South African celebrity chef

Yudhika Sujanani is a South African celebrity chef, restaurateur, writer and activist. She launched the Holi Cow Cooking School and Deli in February 2014.

== Career ==
Sujanani began her public career in 2009 giving cookery demonstrations at food and wine shows.

Sujanani was appointed as Celebrity Chef and Food Presenter for Sugar 'n Spice in March 2013. She also presented cookery shows for the South African Broadcasting Corporation (SABC) and was interviewed about Indian cooking by Noeleen Maholwana-Sangqu.

Sujanani has published recipes in South African newspapers and websites, including the Sunday Times, the Home Channel, Independent Online, and The Witness. She also wrote the book Curry Me Home Again and contributed to the Great South African Cookbook in 2016.

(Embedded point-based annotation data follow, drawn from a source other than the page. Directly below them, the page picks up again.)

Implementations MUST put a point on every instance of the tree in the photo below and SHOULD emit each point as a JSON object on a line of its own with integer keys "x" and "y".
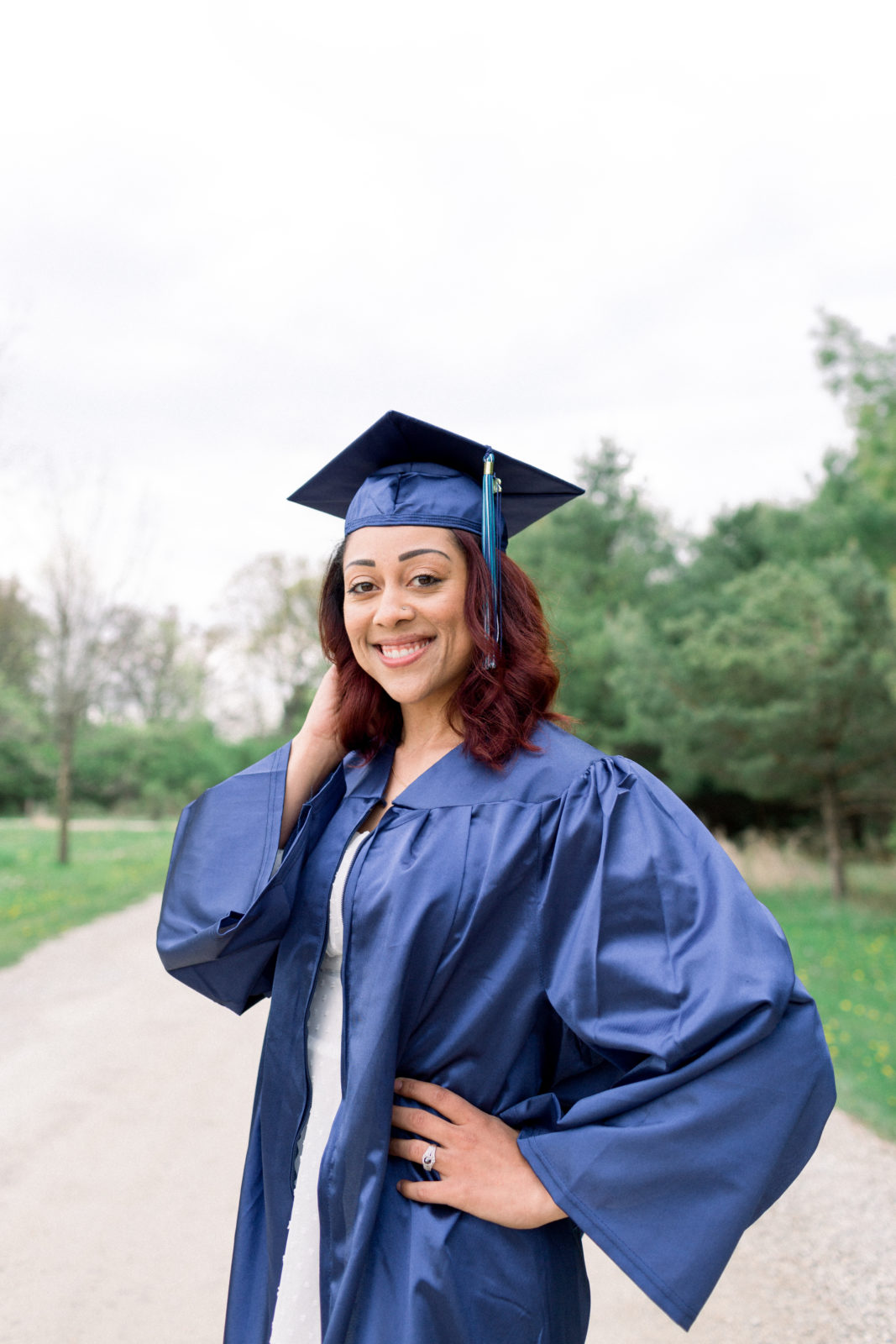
{"x": 862, "y": 374}
{"x": 23, "y": 772}
{"x": 155, "y": 669}
{"x": 595, "y": 557}
{"x": 268, "y": 648}
{"x": 785, "y": 690}
{"x": 73, "y": 665}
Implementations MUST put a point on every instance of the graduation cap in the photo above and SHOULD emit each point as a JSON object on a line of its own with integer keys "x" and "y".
{"x": 402, "y": 470}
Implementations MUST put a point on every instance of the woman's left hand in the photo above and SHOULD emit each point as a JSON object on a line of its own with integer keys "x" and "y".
{"x": 477, "y": 1159}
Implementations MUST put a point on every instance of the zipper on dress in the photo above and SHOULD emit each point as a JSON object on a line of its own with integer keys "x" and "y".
{"x": 322, "y": 948}
{"x": 351, "y": 878}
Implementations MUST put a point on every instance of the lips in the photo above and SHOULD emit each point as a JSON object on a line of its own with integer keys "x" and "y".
{"x": 403, "y": 652}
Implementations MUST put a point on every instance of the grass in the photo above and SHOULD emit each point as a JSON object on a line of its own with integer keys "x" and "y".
{"x": 39, "y": 897}
{"x": 846, "y": 954}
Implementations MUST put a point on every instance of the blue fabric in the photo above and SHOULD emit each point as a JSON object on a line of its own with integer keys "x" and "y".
{"x": 563, "y": 944}
{"x": 419, "y": 495}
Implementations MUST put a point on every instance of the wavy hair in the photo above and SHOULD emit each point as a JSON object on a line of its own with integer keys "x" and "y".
{"x": 496, "y": 710}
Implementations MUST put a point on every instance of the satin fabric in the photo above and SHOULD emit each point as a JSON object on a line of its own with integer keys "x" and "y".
{"x": 563, "y": 944}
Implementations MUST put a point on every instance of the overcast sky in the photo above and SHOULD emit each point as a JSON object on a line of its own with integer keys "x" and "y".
{"x": 231, "y": 237}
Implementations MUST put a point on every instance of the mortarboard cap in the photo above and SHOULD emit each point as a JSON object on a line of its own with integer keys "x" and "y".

In February 2014, Sujanani launched Holi Cow Cooking School and Deli in Fourways, Johannesburg. She is brand ambassador for AMC Cookware.

Sujanani is also an activist and a Hunger Advocate for the United Nations World Food Programme.

=== Controversy ===
In 2020, Sujanani complained that an ENO advertisement depicted bunny chow in a fashion that was disrespectful to the heritage of Indians, however the Advertising Regulatory Bureau (ARB) ruled that associating bunny chow with heartburn or indigestion is not in itself offensive.

In 2021, a petition drafted by South African Indians have Rights (SAIR) directed allegations of cultural appropriation against the Holi Cow Cooking School and Deli over the company logo and food. The controversy was widely reported in the South African press. It was commented on by organisations including the World Hindu Foundation South Africa.

== Personal life ==
Sujanani married businessman Rob Latang at a private ceremony in Thailand in 2012.